Goya Champuru (Serves 4)
- 2 bitter melon (about 400 g)
- 1 block of firm tofu (300 g)
- 2 eggs
- cooking oil
- soy sauce
- Cut bitter melons in halves lengthwise. Remove the seeds and fibers with a spoon. Slice thinly and sprinkle with salt to soften them. When soft, rinse with water, then squeeze out the extra water.
- Wrap tofu in a cloth or paper towel, place a light weight (a plate will do fine) on top, and leave for at least 2 hours to press out excess water.
- Heat 2 tablespoons of cooking oil in a wok, crumble the tofu into fairly large pieces, fry well while adding salt to taste, then remove and set aside on a plate.
- Add 1 tablespoon of cooking oil to the wok, then stir fry the bitter melon slices. The longer you fry it and the thinner it is sliced, the less bitter it will be.
- Return the tofu to the wok and stir fry with the melon. Beat eggs and add to wok. Mix everything together well until eggs cook, and salt to taste.
- At the last moment, pour a small amount of soy sauce around the edge of the frying pan for extra taste.
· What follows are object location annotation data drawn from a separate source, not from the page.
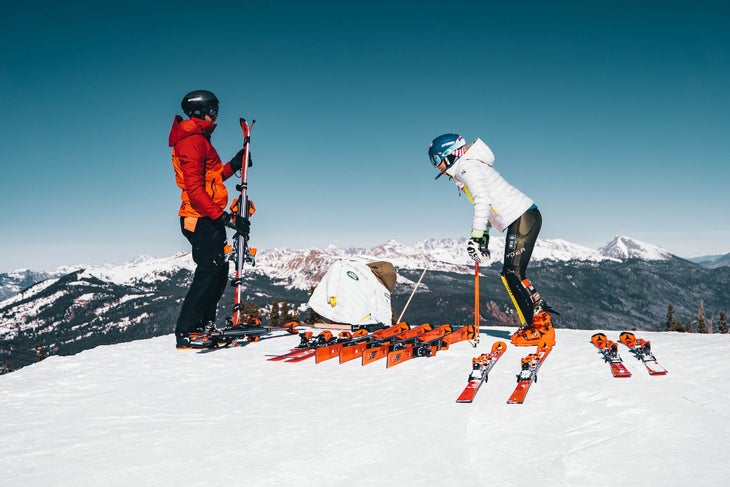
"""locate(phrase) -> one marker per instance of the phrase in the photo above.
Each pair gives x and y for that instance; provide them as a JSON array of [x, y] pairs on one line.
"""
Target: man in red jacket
[[200, 173]]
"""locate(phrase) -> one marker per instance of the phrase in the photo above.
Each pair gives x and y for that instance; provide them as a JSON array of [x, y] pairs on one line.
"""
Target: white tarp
[[350, 293]]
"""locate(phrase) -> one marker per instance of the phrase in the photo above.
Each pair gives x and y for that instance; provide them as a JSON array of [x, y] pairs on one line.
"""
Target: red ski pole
[[477, 318], [241, 243]]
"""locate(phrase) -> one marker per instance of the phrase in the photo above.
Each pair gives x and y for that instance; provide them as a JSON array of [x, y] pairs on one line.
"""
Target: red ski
[[425, 345], [641, 349], [371, 353], [528, 374], [360, 336], [481, 366], [609, 350], [306, 348]]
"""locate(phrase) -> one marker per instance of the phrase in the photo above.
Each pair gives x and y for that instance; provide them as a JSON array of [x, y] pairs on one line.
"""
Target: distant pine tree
[[42, 352], [671, 325], [701, 322], [275, 314], [722, 323], [285, 312]]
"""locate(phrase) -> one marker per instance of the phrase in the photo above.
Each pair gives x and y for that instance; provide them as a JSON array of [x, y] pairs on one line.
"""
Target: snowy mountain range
[[133, 414], [624, 282]]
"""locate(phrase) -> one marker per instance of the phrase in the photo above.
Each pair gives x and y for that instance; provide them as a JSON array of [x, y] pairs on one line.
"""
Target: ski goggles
[[213, 111], [450, 155]]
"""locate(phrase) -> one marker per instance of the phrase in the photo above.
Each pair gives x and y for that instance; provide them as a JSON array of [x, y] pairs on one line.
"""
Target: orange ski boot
[[540, 332]]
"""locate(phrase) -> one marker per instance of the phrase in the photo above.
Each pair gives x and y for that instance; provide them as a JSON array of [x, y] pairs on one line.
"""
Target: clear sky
[[614, 116]]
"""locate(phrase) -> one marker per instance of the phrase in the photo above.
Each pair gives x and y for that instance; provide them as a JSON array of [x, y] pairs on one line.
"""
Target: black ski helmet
[[200, 103]]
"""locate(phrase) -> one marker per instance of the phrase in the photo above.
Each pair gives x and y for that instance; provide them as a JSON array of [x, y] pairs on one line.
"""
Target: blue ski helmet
[[445, 147], [200, 103]]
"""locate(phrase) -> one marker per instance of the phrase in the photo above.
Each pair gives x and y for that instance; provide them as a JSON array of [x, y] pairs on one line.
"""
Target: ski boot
[[193, 341], [540, 332]]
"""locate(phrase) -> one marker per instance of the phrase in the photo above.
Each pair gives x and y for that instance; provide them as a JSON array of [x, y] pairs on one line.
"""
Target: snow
[[143, 413]]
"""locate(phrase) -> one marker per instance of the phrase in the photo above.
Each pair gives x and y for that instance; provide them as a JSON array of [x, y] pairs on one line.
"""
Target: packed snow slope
[[143, 413]]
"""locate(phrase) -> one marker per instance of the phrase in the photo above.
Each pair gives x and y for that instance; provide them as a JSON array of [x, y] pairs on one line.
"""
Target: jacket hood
[[476, 150], [182, 128]]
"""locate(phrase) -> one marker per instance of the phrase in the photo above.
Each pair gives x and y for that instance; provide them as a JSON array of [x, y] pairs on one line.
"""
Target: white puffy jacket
[[495, 200]]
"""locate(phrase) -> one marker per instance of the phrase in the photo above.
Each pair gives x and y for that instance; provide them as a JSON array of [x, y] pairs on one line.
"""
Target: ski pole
[[477, 318], [412, 293], [243, 212]]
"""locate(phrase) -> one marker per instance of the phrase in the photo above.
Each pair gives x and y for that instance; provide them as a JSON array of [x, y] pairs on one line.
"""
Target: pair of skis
[[398, 343], [216, 339], [639, 347], [483, 364]]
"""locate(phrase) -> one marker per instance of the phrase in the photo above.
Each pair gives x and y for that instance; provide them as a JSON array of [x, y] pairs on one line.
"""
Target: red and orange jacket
[[199, 172]]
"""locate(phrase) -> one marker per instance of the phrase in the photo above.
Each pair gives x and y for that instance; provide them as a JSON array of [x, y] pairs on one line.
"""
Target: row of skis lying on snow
[[483, 364], [397, 344], [640, 348]]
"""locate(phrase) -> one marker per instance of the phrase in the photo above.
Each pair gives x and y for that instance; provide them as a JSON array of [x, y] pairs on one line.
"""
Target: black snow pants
[[519, 243], [210, 278]]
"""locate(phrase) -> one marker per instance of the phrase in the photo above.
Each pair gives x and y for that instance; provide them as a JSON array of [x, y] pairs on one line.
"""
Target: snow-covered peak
[[622, 247], [141, 269]]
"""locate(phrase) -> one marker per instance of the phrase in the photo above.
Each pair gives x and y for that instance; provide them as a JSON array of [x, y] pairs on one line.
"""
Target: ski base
[[528, 374], [481, 366]]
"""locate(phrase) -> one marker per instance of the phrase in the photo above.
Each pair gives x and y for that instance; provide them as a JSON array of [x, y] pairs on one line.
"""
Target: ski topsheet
[[641, 349], [528, 374], [609, 350], [481, 366]]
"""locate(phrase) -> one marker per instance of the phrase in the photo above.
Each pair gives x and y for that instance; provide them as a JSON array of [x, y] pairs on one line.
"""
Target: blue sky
[[612, 116]]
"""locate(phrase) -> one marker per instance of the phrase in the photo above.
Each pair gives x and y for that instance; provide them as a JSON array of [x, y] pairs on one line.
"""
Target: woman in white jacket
[[500, 205]]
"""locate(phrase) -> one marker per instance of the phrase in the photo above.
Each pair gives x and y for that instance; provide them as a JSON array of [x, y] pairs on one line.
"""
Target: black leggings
[[210, 278], [520, 241]]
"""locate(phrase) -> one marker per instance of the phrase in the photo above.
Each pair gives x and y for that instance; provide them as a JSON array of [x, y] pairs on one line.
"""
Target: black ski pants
[[519, 243], [210, 278]]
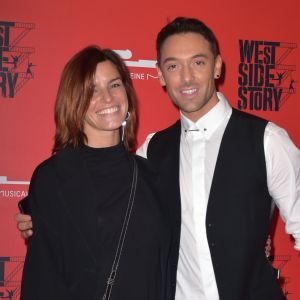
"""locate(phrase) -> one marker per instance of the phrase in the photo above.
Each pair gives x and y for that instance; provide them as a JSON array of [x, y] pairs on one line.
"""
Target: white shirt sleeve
[[142, 150], [283, 177]]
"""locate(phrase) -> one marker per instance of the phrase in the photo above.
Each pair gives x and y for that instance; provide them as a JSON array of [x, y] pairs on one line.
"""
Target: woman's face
[[108, 106]]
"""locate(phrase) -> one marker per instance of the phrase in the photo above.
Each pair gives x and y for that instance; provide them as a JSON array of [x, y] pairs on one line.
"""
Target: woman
[[109, 224]]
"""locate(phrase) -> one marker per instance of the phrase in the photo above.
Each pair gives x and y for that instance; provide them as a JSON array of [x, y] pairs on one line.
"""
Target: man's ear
[[218, 67], [160, 76]]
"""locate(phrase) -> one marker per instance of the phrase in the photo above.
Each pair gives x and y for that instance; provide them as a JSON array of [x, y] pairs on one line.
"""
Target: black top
[[79, 198]]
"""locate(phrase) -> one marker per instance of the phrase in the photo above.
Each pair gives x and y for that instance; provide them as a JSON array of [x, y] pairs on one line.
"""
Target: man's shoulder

Mix all ingredients quickly and remove from heat immediately.
Another simple traditional dish for this time of year is Millet and Red Date Congee. For this recipe take about ½ cup of millet and 5 dried Chinese red dates (紅棗) and place in a pot of 6-8 cups of water (use 6 cups for a more creamy congee, or use 8 for more watery). Bring to a boil and then reduce flame to simmer for 45 minutes or longer, until the millet has broken down and the resulting congee is creamy. Remove from heat and add a small amount of brown sugar to taste.
Millet is said to moisten the Yin and nourish the blood, and the red dates are also blood and Qi nourishing. Too much sweating depletes the body fluids and can eventually damage the Qi and blood. Even though this is a warm dish, it can replenish the body after outdoor activity in hot weather that induces significant sweating.
I hope everyone is having a great summer and staying healthy!